The fighting was fierce, but Hualiama had eyes only for the far end of the Great Hall, where the Onyx Throne of Fra’anior stood. A single monolithic block of dark, sparkling onyx carved in the likeness of a seated Dragon, the arms were the Dragon’s paws and the seat back, a stylised Dragon’s head rising above the king’s head, which had rubies the size of a man’s fist for eyes, and six-inch garnets for teeth. Its wings spread fifteen feet either side of the seat. This was the symbol of Fra’anior, the ultimate seat of power.

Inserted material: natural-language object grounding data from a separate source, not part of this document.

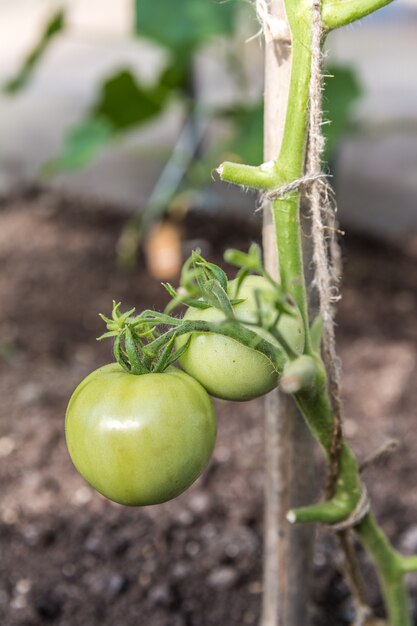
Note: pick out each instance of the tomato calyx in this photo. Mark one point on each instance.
(146, 342)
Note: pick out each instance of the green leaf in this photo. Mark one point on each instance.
(341, 91)
(124, 103)
(55, 24)
(82, 145)
(184, 25)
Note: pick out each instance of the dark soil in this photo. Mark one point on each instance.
(71, 558)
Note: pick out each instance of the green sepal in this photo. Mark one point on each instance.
(217, 297)
(132, 354)
(178, 353)
(164, 358)
(250, 261)
(119, 356)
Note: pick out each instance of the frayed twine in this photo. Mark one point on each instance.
(273, 28)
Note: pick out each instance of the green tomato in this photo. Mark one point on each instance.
(140, 440)
(225, 367)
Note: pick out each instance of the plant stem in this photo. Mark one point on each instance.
(389, 566)
(336, 13)
(315, 406)
(289, 475)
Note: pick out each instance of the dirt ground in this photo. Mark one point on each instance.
(71, 558)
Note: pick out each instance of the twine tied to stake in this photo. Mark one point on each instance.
(273, 28)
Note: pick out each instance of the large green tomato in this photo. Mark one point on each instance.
(226, 368)
(143, 439)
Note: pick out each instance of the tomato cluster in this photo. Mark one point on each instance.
(143, 439)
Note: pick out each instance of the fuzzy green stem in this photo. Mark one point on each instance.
(390, 568)
(259, 177)
(336, 13)
(314, 401)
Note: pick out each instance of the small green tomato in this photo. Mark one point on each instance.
(226, 368)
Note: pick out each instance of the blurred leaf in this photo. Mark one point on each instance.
(184, 25)
(82, 145)
(124, 103)
(341, 92)
(55, 25)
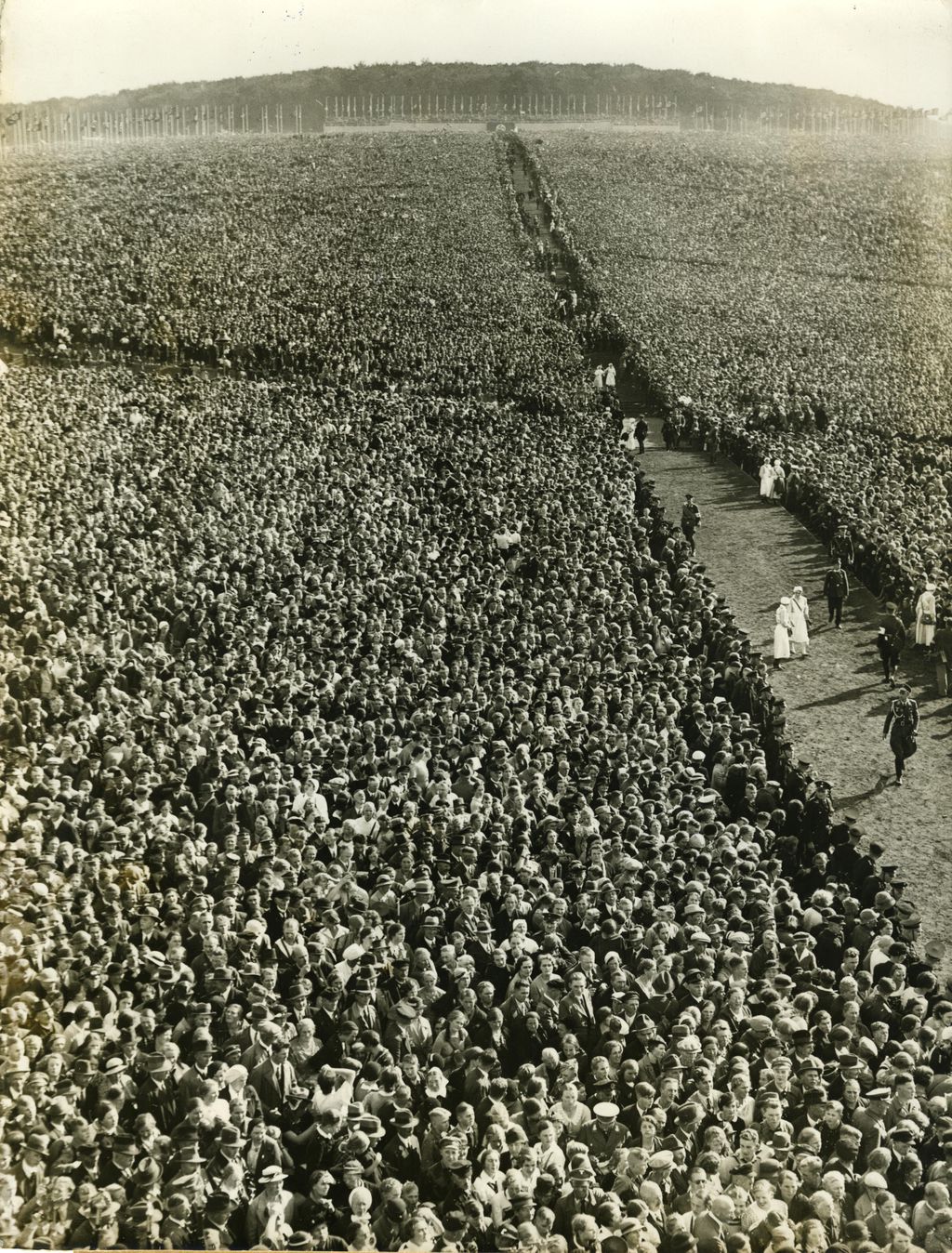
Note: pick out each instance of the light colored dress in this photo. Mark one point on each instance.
(800, 620)
(782, 636)
(925, 608)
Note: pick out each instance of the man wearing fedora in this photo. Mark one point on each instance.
(274, 1077)
(272, 1207)
(401, 1152)
(584, 1198)
(227, 1152)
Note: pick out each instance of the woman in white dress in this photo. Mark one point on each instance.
(782, 632)
(628, 434)
(926, 616)
(765, 479)
(779, 482)
(800, 622)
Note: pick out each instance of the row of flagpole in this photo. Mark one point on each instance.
(537, 104)
(31, 128)
(26, 128)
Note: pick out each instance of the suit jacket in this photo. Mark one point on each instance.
(272, 1083)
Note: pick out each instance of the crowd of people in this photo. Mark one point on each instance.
(401, 846)
(418, 861)
(342, 258)
(797, 291)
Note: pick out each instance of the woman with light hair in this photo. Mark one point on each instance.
(783, 629)
(926, 616)
(800, 622)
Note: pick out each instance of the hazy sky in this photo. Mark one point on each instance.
(894, 50)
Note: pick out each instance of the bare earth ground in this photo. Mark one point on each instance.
(836, 698)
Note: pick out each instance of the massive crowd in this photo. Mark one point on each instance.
(366, 261)
(400, 846)
(797, 291)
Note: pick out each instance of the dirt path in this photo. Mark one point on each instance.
(836, 698)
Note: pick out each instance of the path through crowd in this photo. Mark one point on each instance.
(836, 698)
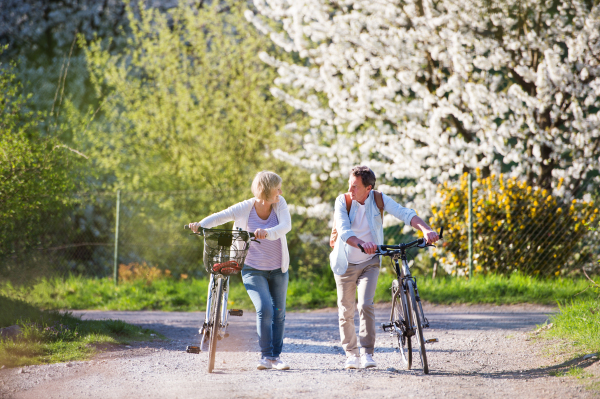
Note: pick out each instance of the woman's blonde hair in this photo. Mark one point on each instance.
(263, 183)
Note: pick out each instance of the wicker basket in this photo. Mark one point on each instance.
(225, 250)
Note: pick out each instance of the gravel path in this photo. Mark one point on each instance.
(483, 352)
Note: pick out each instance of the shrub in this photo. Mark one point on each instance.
(516, 227)
(136, 271)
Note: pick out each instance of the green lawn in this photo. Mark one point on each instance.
(52, 336)
(190, 295)
(578, 322)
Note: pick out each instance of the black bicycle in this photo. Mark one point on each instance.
(407, 319)
(224, 254)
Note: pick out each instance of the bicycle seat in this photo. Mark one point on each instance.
(229, 267)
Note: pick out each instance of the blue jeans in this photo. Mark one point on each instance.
(267, 290)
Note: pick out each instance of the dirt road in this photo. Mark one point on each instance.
(482, 352)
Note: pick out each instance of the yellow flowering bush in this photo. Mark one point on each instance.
(516, 227)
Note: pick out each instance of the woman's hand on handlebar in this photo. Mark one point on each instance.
(260, 234)
(195, 226)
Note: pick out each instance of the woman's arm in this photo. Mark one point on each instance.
(285, 222)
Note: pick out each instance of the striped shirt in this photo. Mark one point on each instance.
(267, 254)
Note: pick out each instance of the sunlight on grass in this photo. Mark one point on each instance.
(52, 336)
(190, 295)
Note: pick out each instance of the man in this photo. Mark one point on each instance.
(353, 269)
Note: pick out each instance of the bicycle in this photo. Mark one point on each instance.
(406, 317)
(224, 254)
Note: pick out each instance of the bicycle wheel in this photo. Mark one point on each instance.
(417, 320)
(397, 320)
(213, 323)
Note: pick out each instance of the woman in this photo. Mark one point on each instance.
(265, 272)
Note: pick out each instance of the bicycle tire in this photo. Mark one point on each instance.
(216, 319)
(417, 320)
(396, 317)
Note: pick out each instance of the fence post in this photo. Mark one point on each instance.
(115, 265)
(470, 226)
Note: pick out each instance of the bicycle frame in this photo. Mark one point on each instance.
(404, 278)
(212, 288)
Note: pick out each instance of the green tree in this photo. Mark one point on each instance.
(186, 106)
(36, 171)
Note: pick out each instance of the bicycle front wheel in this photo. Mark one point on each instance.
(397, 320)
(213, 323)
(417, 320)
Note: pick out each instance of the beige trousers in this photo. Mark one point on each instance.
(362, 276)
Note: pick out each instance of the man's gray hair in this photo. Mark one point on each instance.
(263, 183)
(366, 175)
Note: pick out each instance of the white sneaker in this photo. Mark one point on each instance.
(351, 362)
(279, 364)
(204, 346)
(366, 361)
(264, 364)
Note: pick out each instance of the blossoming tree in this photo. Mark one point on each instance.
(427, 90)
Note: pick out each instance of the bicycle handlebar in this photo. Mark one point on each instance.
(390, 249)
(200, 232)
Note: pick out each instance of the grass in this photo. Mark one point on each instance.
(578, 323)
(190, 295)
(492, 289)
(572, 333)
(52, 336)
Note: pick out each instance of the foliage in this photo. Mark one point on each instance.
(35, 170)
(51, 336)
(429, 90)
(578, 323)
(491, 288)
(515, 228)
(184, 106)
(40, 35)
(135, 271)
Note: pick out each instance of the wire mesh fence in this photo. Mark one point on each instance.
(519, 228)
(515, 228)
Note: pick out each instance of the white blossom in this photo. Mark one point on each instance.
(426, 91)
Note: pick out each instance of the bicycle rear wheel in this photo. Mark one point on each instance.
(397, 320)
(417, 320)
(214, 321)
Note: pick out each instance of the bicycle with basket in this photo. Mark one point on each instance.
(224, 255)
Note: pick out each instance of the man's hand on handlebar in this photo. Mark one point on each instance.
(195, 226)
(430, 236)
(369, 247)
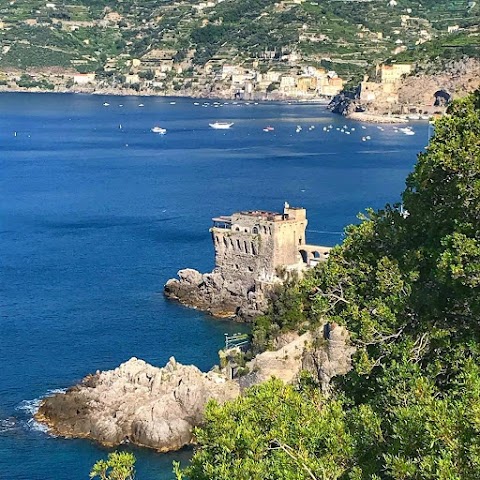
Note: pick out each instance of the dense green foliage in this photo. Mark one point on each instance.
(406, 283)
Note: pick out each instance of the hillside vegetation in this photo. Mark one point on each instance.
(406, 283)
(345, 35)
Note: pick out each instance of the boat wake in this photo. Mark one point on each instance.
(30, 407)
(8, 425)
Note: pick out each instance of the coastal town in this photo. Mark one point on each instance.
(217, 49)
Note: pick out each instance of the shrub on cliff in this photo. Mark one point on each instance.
(406, 283)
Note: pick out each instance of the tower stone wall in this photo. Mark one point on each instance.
(252, 251)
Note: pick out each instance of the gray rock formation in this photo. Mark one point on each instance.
(137, 403)
(325, 353)
(215, 293)
(159, 407)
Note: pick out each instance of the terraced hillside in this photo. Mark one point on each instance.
(347, 36)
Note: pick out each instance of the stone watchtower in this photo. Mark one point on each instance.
(253, 249)
(256, 243)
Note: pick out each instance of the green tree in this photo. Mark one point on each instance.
(118, 466)
(405, 282)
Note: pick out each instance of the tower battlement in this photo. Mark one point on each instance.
(252, 251)
(257, 242)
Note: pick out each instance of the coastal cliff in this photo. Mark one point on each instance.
(422, 92)
(158, 408)
(216, 294)
(137, 403)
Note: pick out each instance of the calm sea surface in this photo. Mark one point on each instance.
(97, 212)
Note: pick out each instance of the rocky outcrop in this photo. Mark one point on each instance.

Upon that cold stone throne, flanked by two stolid Green Dragons, clad all in black save for his purple robe of office and a golden circlet upon his brow, sat the false king.
Ra’aba.
Chapter 29: Ra’aba
CHills racked Hualiama’s spine as she locked her gaze upon her nemesis. Finally. All of her life, it seemed, had been spent in preparation for this moment–since before her birth. Ra’aba sat deep in consultation with two ranking soldiers, as if the fighting did not concern him in the slightest. Then, he appeared to sense her special animus. Great rivers of fire rushed in her ears as his sallow, unfeeling eyes sought her out, unerring. Piercing her soul.
Ra’aba’s brow furrowed.
Was that a flash of concern she saw, of recognition, before the fighting closed in? Hualiama threw herself furiously against the Royal Guards, those same men who had bent the knee, swearing to serve the true King of Fra’anior. Her blades burned the air. Pain scored her side. She stumbled over a fallen soldier, but Ja’al leaped in to turn aside a blow aiming to detach her head from her shoulders.
When Hualiama had an opportunity to look again, Ra’aba was on his feet. His usual sneer had reasserted itself. Making a curious gesture with his right hand, the Roc said, “Separate her to me.”
At once, the disciplined Royal Guards closed about Lia like fingers pinching a bud. Hualiama fought like a madwoman, but the soldiers worked in concert to beat her away from her friends. Suddenly, she was ejected into the open. Alone. A half-cir
cle of steel cut off her retreat. For a second, all Lia could think of was how exposed she felt, similarly to the time Grandion had become strangely possessive of her at the blue pool. Then, her anger surged.
“So, Ra’aba. Pleasantly surprised to see me alive?”
“Surprised, aye,” he growled, stalking closer. Lia noticed his hand did not stray far from his sword-hilt, even though he appeared relaxed. “Pleasantly? No. Why won’t you just lie down and die like the good little girl you always were, Lia?”
Flicker landed on her shoulder, baring his fangs at the Roc. Lia was grateful for the dragonet’s support. Having wished for the courage of a Dragon to confront her father, hers was more dragonet-sized. Nevertheless, she forced scorn into her reply.
“Dying’s overrated, Ra’aba. Besides, you’re fouling the Onyx Throne with–”
“Big words, little Lia,” he sneered. “How’s your back?”
She shrugged, allowing her Nuyallith blades to fall to her sides, palms held outward in the second ready position as she matched his slow approach step for step. “I was healed by a Dragoness. You see, while you’ve been trying to grasp a kingdom which is not your own, I’ve been out there, learning and growing in my skills.”
His derision bellowed around the Great Hall. “You still think you can beat me?”
“That prophecy is so awkward for you, isn’t it?”
His yellow eyes blazed. “What do you know about the prophecy? Nothing! Besides, I don’t need to fight you. There are a dozen arrows trained on your heart even as we speak.”
His gesture brought to her notice archers arrayed on the galleries around the magnificently appointed hall, where the great balls and functions of royal Fra’anior took place. Lia returned her attention to Ra’aba, pretending unconcern.
“How then shall I address you, o false king of Fra’anior? The coward king? He who hides behind his soldiers and archers and Dragons. King yellow-belly the toothless. More sparrow than roc. You’re a liar, a traitor and above all a fool, because you’ve stirred up the wrath of the Dragon Elders. They’re on their way here right now, Ra’aba.”